As with many parts of the world, industrial construction is one of the key contributors to the North America’s GDP. In the US over recent years, a number of factors such as the rate of manufacturing output, industrial production, and a declining GDP have all had a detrimental impact on expansion within the industrial sector but this is picking up.

Recent research from Timetric indicates that industrial construction in North America was worth US $40.1 billion in 2012, increasing its input to the region’s whole industrial output from 53.8% in 2008 to 56.3% last year. The sector is also expected to grow at a compound annual growth rate of 4.87% over the next four years, representing an absolute increase of 26.9% over the market’s value in 2012.

Moving forward

This is good news for manufacturers operating within the cranes, lifting and handling equipment markets in the US, with annual CAGRs of between 2.5%-4.0% in the next four years. As a whole, this market is anticipated to grow by around 3.04% in the same period.
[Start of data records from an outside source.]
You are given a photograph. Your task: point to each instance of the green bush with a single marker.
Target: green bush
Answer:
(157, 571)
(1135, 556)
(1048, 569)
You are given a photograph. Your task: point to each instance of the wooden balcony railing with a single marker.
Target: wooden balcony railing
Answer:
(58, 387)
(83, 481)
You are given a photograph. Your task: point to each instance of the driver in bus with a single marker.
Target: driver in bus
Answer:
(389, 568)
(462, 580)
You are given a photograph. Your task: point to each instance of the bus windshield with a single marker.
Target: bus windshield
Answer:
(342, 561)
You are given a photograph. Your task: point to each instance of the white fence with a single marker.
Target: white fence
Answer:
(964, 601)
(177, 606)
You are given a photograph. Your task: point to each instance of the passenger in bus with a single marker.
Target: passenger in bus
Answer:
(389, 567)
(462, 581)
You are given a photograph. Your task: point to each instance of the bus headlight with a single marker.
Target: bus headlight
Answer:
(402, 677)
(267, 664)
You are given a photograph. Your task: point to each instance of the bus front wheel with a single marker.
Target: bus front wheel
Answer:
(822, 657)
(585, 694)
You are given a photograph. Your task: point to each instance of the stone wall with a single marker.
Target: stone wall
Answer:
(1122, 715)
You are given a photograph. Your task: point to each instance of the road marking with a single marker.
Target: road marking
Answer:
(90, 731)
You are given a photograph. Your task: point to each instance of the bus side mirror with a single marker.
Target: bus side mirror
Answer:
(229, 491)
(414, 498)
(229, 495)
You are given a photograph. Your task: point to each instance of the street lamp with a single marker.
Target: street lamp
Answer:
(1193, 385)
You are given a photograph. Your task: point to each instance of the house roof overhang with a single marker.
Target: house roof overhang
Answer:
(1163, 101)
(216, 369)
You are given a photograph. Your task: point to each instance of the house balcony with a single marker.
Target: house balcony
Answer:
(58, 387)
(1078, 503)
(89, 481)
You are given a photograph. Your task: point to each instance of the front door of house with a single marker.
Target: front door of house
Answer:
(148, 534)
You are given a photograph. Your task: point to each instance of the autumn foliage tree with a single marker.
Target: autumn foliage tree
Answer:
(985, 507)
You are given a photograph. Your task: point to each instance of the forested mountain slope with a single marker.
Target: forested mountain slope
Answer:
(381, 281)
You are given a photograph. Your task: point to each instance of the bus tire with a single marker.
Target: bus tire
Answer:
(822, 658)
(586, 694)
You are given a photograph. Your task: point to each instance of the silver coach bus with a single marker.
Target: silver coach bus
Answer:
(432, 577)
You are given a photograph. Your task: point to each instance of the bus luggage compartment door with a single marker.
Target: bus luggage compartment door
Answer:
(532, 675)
One manufacturer in this space is gantry crane and mobile gantry crane manufacturer Shuttlelift. Kurt Minten is the director of industrial sales for the US firm, joining the business more than 30 years ago in 1981. According to Minten, the last year has resulted in his firm experiencing its largest single year improvement since 2007, citing successful business expansion as well as a high level of adoption of new business from customers that exist in other markets.

However, Minten believes the health of the US economy isn’t quite at the level it was before the recession hit. "As with most companies, the overall economy has not made it back to where it was before the recession. With supplying to a number of different industries, Shuttlelift has been able to take advantage of industries that have been steadily growing when others are not," he says.

Minten adds: "Industries involved in the energy sector have been steadily improving over the past few years and continue to be performing well. The concrete industry has been improving slightly but this has suffered by the overall economy".

Sensible spending

And while the purse strings have begun to loosen, Shuttlelift among other companies, have found that some customers have been hesitant to commit to significant investments. Minten says that while Wall Street’s performance has been increasing, companies are still being conservative with their money they have to hand.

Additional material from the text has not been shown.